A penny-pinching hiker is perambulating across Bodmin Moor when he discovers a body, brutally savaged - and headless.

Cut to Wetherby in The Venturers Club, both a little past their prime. Our man has retired from big-game hunting and the club is now open to long-haired youngsters who don’t share the same passion for the hunt or exploration as the original members.

His quiet evening is interrupted by the arrival of old member Justin Bell. Bell is a no-nonsense copper whose membership only just got though on the basis of (or despite) his job.

Bell clues Wetherby in on the savage killing in Bodmin. The police are baffled (?!) and Bell thinks his old friend’s skills will help. Coincidentally, there’s another Venturer, the enigmatic Byron, who lives nearby. He has declined to assist the Old Bill.

Wetherby, enthused by the chance to reignite his old way of life, and intrigued (though not surprised) by Byron’s refusal to help, agrees to assist – and they have to set off earlier than expected because there’s been another savage killing.

A commercial traveller had run out of petrol not far from the scene of the first killing, and upon leaving his car in the pouring rain, met with a bloody end and the loss of his head. I like what Case did with this character, a reversal of the usual commercial traveller arc.

Wetherby and Bell investigate. It seems that the creature walks bipedally towards its intended victim, charges on all fours to the kill, slashes away with savage claws…but how does it decapitate the target so cleanly….and what about tracks away from the corpse….?

A journalist shows up, fomenting disdain amongst the investigators (Case does a good job of humanising him) and, knowing the sort of hysterical headline his editor wants, begins to suggest lycanthropy. Anyone familiar some of Case’s other work (The Cell, Among The Wolves) will know that this may not be too far from expectations.

We have a pub called The King’s Torso with irascible landlord, a scene that really frightened me as a nipper – the discovery of the third victim, and Wetherby’s realisation that perhaps it’s been too long, and his idea of patrolling the moor alone at night to draw out the beast was not such a good idea.

It’s a cracking tale, full of nostalgic goodness for me. Probably unworkable these days due to mobile phones, although the remoteness of the moor might bugger up signals.
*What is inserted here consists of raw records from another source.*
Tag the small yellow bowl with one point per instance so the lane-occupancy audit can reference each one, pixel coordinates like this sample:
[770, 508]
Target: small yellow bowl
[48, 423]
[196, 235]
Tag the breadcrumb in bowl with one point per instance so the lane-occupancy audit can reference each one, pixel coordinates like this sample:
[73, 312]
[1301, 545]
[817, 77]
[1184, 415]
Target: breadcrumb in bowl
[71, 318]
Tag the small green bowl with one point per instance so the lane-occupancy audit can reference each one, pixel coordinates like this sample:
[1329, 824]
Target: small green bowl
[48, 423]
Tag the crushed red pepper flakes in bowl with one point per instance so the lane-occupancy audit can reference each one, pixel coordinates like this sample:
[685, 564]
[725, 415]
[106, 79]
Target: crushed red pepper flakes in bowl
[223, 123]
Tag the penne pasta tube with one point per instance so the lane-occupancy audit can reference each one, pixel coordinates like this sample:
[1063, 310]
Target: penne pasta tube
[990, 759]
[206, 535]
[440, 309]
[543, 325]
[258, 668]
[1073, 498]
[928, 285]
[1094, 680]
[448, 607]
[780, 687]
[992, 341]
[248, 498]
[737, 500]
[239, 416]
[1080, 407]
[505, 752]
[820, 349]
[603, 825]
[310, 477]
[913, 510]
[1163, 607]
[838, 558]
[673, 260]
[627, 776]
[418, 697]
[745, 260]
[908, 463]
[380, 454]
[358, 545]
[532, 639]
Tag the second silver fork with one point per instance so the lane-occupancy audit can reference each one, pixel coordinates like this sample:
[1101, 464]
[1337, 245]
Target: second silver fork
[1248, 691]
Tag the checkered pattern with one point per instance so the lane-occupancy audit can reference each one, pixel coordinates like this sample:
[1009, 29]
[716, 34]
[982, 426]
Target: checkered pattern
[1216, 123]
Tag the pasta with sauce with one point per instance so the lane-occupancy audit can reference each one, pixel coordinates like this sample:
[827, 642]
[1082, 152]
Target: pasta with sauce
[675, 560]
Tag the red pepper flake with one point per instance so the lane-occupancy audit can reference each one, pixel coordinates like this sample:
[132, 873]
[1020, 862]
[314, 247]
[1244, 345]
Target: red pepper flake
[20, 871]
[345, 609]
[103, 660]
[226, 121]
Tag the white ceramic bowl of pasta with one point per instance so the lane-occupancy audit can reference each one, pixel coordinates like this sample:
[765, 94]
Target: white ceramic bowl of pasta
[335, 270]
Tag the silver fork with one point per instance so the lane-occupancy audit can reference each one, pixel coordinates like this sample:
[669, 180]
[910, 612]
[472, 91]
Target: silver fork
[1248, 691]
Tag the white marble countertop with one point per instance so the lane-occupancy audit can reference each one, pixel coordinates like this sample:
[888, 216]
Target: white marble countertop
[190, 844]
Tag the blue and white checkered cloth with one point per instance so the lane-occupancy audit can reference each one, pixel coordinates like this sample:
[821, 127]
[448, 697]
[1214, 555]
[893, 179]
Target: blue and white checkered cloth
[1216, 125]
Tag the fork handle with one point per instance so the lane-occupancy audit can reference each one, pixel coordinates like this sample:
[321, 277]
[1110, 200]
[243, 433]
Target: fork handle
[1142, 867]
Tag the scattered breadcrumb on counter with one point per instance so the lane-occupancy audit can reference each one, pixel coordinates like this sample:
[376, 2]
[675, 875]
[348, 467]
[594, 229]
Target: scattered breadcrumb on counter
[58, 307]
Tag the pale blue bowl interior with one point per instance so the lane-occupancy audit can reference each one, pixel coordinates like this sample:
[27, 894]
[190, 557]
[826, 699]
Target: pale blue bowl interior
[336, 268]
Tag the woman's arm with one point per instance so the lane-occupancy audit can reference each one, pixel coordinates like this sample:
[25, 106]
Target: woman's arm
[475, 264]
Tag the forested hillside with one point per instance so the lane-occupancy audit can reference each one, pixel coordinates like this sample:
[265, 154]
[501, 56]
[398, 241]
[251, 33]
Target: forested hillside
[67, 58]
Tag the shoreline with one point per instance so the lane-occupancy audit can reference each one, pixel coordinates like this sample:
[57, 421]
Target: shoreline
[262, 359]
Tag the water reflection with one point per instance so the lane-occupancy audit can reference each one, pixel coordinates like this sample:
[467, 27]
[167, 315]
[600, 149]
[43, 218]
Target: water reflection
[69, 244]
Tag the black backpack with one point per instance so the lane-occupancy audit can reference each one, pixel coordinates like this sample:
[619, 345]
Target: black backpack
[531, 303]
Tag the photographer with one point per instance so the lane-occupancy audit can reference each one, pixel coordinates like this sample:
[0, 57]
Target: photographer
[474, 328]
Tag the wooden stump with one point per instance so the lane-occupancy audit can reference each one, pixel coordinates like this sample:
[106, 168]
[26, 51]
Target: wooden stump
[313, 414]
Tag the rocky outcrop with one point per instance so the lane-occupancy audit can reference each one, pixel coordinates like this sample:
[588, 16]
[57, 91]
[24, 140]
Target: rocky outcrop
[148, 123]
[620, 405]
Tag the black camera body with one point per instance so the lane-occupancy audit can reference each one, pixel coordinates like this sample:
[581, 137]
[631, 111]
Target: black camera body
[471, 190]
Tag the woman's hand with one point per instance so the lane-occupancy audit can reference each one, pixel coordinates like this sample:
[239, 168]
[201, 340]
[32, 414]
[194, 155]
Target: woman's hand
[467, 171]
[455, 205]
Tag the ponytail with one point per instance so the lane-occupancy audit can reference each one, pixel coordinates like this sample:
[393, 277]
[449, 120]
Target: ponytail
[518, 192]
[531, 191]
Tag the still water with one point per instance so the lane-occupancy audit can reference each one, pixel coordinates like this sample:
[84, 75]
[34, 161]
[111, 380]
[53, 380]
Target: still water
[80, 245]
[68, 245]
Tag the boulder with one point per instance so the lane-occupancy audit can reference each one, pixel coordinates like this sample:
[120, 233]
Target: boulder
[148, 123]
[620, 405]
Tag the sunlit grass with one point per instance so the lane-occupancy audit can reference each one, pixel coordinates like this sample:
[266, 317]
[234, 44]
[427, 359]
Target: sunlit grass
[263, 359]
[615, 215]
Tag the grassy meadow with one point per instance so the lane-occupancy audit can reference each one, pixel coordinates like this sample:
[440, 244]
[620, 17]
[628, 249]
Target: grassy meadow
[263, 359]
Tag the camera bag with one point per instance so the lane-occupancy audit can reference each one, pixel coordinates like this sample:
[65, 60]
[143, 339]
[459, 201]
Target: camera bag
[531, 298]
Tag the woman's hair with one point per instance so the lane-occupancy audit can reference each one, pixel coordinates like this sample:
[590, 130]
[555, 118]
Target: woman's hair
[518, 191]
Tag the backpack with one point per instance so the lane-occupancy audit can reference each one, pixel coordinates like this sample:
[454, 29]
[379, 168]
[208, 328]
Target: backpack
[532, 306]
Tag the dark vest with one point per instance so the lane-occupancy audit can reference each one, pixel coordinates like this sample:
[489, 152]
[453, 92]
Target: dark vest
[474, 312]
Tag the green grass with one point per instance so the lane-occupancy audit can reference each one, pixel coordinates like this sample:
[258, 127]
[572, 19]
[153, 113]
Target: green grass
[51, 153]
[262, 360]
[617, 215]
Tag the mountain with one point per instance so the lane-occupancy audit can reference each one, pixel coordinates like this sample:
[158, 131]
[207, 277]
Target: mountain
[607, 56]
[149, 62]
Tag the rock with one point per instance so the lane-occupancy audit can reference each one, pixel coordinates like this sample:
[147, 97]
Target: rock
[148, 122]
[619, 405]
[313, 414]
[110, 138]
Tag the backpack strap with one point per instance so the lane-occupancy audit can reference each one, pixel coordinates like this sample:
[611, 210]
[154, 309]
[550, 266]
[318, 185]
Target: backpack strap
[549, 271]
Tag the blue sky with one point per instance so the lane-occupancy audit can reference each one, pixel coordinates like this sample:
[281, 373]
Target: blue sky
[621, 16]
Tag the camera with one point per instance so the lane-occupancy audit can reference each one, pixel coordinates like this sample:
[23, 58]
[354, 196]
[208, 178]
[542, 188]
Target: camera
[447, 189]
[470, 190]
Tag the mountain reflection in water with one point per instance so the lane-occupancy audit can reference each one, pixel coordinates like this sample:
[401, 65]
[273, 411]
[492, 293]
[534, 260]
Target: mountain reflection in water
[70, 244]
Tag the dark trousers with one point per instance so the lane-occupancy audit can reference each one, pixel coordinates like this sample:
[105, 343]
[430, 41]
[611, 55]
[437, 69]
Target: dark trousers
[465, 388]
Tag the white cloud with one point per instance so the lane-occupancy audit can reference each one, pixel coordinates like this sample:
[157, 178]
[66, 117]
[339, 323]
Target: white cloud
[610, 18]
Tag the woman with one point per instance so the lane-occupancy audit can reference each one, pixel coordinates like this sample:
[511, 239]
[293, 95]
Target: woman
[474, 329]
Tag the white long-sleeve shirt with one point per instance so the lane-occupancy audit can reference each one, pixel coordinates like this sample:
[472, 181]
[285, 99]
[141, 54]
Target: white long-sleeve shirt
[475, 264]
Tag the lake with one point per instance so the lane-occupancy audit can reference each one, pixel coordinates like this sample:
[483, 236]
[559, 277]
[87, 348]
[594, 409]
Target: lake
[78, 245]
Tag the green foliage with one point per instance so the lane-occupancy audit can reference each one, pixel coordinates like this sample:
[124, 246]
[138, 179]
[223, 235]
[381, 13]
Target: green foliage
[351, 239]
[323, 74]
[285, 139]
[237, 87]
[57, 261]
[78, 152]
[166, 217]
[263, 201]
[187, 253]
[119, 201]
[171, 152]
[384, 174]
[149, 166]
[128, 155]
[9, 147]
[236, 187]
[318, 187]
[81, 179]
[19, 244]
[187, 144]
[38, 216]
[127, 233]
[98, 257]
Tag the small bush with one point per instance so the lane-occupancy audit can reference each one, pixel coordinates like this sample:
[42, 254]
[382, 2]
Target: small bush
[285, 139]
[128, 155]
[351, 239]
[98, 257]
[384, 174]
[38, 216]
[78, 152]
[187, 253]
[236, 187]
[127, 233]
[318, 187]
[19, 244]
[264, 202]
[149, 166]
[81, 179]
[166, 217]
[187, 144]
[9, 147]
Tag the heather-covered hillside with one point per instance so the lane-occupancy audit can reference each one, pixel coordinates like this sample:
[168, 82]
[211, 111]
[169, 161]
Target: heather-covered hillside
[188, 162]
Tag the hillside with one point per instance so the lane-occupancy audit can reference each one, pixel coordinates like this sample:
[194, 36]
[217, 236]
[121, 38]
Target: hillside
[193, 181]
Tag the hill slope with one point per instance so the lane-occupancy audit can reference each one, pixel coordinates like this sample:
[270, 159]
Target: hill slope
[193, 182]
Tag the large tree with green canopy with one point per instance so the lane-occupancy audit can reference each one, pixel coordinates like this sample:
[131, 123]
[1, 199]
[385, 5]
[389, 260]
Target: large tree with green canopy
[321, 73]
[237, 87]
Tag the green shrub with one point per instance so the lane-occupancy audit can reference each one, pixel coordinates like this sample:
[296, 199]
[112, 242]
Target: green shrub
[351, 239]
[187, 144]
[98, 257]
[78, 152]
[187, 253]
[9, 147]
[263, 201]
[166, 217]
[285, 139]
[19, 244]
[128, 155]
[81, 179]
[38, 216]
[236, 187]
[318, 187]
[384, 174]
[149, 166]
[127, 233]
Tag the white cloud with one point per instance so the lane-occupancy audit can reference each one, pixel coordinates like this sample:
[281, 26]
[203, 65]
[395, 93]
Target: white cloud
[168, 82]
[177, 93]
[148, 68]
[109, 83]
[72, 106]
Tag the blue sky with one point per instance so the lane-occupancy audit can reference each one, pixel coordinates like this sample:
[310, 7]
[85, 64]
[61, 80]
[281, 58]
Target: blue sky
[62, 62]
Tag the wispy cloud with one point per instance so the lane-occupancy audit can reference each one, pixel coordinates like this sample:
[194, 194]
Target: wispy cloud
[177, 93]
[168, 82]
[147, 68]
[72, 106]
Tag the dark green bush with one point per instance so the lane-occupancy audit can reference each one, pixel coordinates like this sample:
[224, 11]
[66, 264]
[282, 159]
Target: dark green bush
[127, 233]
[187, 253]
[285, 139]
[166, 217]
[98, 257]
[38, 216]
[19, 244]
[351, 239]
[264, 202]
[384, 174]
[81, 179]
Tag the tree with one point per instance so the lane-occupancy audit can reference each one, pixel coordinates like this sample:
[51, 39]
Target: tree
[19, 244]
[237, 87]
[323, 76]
Byron, with his peculiar philosophy of what living means, meanders through the story, highlighting Wetherby’s decline and normality, and giving off an aura of Nietzschean superpower.

The ending is somewhat anticlimactic but it’s a great journey.

I’ve managed to track down a US TV movie based upon the story, called Scream Of The Wolf. It doesn’t seem to be highly thought of, despite the involvement of Dan Curtis and Richard Matheson. We shall see.